In pan B, you'll be frying some of the noodles, about a handful. spread them out until they're the same size as the pancake, and drizzle some of the sauce you made on them for flavour. when the noodles are crispy and stuck together more (this means less mess!!), you have to flip the pancake over onto the noodles. this can be difficult, I often use two flippers/turners whatever they're called, one on the top and one on the bottom, would recommend this.
now that pan A is free again, add a little more oil and crack oven your egg. you want to break the yolk and stir it around until it's swirled and marbled, but not until its scrambled. the aim is to fry it like you usually would but with the yolk mixed in!! try to spread it out a little bit, again to almost the size of the pancake. once it's mostly cooked, get your two flippers and flip over the pancake-noodle amalgamation onto the egg!! at this point the pancake will be on the TOP, noodles in the MIDDLE, egg on the BOTTOM. after that, you're going to flip the whole thing off the pan onto a plate, so the pancake is on the bottom and the egg is on the top. you're done cooking!!!
finishing touches!! drizzle the sauce you made over the okonomiyaki (don't drown it!!) and criss cross the japanese mayo. or draw a smiley face. or a horse. go wild. then sprinkle your spring onion on top!! if you have some, furikake sprinkles can be so delicious to add as well. you're all done!!
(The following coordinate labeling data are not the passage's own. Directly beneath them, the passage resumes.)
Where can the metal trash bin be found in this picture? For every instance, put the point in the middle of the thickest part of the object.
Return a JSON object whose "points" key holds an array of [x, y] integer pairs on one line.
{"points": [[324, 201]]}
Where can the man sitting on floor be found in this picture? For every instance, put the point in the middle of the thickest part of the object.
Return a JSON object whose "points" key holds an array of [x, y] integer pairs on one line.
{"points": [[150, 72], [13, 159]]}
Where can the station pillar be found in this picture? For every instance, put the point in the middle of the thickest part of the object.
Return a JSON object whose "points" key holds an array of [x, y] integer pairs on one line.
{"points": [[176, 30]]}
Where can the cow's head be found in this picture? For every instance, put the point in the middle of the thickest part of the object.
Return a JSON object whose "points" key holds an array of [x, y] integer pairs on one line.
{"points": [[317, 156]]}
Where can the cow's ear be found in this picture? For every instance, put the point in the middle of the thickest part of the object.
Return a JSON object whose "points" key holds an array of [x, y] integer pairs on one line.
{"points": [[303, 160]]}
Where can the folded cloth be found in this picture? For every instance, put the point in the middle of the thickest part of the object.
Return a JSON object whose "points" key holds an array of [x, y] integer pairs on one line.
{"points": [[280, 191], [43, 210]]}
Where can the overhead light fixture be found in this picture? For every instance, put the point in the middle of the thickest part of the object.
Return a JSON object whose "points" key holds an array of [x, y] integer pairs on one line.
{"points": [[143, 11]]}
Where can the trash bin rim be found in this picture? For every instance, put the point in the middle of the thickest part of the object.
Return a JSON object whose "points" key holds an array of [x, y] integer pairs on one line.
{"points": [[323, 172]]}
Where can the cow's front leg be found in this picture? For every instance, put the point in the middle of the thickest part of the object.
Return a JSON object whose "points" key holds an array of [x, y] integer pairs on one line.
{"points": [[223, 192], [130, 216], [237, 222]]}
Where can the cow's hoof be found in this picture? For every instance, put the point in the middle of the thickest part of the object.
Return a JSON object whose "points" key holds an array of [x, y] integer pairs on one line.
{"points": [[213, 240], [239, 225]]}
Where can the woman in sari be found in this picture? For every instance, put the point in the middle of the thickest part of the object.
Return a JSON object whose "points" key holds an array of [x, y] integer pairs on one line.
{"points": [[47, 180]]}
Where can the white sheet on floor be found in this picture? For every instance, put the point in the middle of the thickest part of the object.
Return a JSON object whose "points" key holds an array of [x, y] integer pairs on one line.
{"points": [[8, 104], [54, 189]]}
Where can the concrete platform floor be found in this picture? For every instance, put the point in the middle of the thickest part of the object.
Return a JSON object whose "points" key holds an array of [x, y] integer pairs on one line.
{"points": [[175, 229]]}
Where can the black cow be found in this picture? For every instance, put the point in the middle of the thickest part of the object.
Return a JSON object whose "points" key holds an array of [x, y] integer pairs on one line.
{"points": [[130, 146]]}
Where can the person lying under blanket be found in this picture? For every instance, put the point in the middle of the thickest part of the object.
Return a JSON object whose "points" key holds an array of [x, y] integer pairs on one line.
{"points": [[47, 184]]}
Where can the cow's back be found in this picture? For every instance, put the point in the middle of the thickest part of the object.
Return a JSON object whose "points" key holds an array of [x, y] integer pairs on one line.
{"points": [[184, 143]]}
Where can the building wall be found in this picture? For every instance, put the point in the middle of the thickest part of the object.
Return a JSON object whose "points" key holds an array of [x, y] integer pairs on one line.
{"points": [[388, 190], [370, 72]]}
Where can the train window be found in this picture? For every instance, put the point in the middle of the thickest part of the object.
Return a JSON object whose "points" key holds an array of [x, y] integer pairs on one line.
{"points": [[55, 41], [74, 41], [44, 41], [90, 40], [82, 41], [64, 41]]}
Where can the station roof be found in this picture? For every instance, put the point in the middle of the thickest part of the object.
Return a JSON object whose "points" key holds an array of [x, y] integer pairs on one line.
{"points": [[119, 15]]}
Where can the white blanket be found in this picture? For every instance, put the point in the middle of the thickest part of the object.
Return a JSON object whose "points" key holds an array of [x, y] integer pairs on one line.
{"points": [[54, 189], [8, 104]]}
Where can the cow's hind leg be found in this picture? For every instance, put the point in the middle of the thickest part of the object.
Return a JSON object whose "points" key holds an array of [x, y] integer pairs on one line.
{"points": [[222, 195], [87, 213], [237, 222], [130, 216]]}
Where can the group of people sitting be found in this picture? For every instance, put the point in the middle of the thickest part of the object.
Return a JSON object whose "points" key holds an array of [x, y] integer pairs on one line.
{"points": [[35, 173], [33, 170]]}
notes making one of these takes around 2-5 minutes, you have to be quick and alert as to not burn something!! it's a little stressful but 100000% worth it, I was actually taught this recipe when I was lucky enough to be able to do a student exchange trip to japan when I was 12!! I'm 17 now and still make this regularly. it's amazing.
there are versions with pork, but I don't love meat so I leave it out, but there are totally recipes out there with it included!!